Categories of Special Interest
Architectural Artistic Cultural Historical Social
Saint Mary's Chapel of Ease
In Use As
1825 - 1835
Detached single-cell eight-bay former church of Ireland church, built 1830, having square-profile tower with spire over entrance (west) end, and corner buttress towers. Now in use as offices. Pitched slate roof, octagonal ashlar limestone spires to towers, crenellations to gables, corner pinnacles. Cut snecked limestone walls, having gabled buttresses to nave elevations, gablets between buttresses. Cut stone string courses. Chamfered plinth course and stepped sill course. Pointed arch window openings to nave, each with carved hood moulding and leaded windows. Quatrefoil window to west elevation over door opening. Triple lancet window to east elevation with square-headed tripartite window with stone mullions to crypt, now blocked. Pointed arch door opening to west end, having surround to centre of west elevation, with cut stone splayed faceted jambs and hood moulding.
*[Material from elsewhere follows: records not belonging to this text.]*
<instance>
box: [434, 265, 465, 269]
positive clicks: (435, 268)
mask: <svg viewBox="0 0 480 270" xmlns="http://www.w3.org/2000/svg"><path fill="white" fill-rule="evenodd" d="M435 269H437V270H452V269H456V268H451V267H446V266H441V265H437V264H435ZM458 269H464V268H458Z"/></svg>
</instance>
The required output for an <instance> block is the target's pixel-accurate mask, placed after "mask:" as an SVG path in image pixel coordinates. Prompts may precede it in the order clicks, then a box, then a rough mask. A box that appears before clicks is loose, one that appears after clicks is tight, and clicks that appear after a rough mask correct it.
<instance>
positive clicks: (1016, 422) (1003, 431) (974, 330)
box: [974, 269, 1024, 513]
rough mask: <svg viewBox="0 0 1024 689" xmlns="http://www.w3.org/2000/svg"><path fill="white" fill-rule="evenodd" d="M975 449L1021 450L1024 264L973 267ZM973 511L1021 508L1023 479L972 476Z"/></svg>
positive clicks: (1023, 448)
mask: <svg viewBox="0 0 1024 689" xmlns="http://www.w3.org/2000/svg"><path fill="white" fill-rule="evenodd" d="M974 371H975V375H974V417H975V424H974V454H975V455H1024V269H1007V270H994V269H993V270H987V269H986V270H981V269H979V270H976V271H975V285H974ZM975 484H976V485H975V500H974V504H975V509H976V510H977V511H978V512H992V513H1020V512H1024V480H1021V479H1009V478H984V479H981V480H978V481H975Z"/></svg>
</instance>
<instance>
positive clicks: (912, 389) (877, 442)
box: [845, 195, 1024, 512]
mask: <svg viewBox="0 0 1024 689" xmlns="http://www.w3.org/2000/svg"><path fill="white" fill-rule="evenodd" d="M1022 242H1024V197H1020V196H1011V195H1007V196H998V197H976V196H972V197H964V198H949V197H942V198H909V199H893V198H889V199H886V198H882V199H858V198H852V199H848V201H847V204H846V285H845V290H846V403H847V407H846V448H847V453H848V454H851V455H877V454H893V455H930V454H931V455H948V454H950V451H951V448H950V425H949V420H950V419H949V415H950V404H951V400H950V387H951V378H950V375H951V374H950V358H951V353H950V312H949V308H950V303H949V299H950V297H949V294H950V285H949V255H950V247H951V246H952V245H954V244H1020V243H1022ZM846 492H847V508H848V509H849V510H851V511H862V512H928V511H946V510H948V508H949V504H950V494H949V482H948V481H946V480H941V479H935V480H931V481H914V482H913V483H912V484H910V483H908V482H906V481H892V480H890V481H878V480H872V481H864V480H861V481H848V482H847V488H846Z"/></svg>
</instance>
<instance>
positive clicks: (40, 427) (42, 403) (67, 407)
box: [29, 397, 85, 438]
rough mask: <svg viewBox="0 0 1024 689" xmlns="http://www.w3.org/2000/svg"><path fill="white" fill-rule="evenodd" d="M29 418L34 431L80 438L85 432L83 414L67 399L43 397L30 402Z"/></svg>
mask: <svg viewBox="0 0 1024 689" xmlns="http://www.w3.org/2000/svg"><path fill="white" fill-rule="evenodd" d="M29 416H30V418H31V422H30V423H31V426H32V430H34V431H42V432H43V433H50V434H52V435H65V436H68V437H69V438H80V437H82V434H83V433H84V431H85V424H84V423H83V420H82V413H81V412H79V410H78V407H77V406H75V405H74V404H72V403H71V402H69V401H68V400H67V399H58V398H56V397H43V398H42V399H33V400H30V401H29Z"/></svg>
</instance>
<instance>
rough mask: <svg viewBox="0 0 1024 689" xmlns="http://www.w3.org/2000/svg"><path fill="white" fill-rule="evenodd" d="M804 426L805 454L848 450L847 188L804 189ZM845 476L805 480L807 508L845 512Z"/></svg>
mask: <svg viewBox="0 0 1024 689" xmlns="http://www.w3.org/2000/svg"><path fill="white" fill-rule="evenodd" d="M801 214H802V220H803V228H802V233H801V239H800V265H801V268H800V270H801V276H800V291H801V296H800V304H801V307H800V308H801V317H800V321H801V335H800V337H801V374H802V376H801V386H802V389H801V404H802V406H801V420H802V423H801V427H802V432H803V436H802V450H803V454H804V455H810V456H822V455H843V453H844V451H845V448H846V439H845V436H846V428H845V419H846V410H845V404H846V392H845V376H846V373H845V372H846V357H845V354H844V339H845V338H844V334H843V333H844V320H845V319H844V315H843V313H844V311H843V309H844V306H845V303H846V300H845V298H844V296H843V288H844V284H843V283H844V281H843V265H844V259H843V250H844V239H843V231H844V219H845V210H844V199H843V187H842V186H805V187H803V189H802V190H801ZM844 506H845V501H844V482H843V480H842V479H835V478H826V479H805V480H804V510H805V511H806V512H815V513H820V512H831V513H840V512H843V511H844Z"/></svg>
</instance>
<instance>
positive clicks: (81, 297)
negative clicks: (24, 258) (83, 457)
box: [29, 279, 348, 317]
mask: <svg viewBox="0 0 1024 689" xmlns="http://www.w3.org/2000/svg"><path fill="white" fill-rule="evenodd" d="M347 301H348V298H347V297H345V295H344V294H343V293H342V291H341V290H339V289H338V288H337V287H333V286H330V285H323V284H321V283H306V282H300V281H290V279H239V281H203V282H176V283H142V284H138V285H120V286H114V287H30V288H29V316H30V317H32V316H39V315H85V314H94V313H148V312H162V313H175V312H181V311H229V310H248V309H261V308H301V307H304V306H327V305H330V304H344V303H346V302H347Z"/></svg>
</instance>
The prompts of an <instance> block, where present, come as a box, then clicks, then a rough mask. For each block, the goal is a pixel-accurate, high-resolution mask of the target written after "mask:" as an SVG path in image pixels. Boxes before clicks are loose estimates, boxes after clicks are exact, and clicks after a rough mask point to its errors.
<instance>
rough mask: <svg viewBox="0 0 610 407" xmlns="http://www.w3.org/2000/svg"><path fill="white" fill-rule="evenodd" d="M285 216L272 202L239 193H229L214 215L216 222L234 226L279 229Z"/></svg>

Double-leaf glazed timber door, timber panelling to tympanum. Granite platform and granite steps. Wrought-iron railings on cut granite plinth wall. Parabolic roofed interior. Plastered walls, open-plan office space, having recent gallery to each elevation.Located on island site
Saint Mary's Chapel of Ease, known as the Black Church, was constructed in 1830 to designs by John Semple & Son. The structural ingenuity of its parabolic vaulted interior Casey (2005) suggests is "more likely to be the brain-child of a thirty-year-old than a man of sixty seven.' John Semple Senior (1763-1840) and Junior (1800-82) were architects to the Board of First Fruits for the Ecclesiastical Province of Dublin. It was deconsecrated in the late twentieth century and adapted for office use. The calp limestone exterior is enhanced by cut limestone detailing, and the pinnacled buttresses, slender lancets and crenellated parapets are indicative of the high quality of stone masonry skills in the early nineteenth-century. This unusual building ends an axis from Parnell Square and adds an ecclesiastical focal point to Mountjoy Street. It is mentioned briefly in the novel Ulysses by James Joyce, in the chapter entitled 'Oxen of the Sun', as the location of one of Bello's many sins, 'He went through a form of clandestine marriage with at least one woman in the shadow of the Black Church'. The church is also mentioned in the title of the first volume of memoirs of Austin Clarke, 'Twice Round the Black Church' (1962). The Black Church has captured the imagination of Dubliners, local legend tells that a person walking three times anti-clockwise at midnight around the Black Church reciting the 'Hail Mary' will see the devil.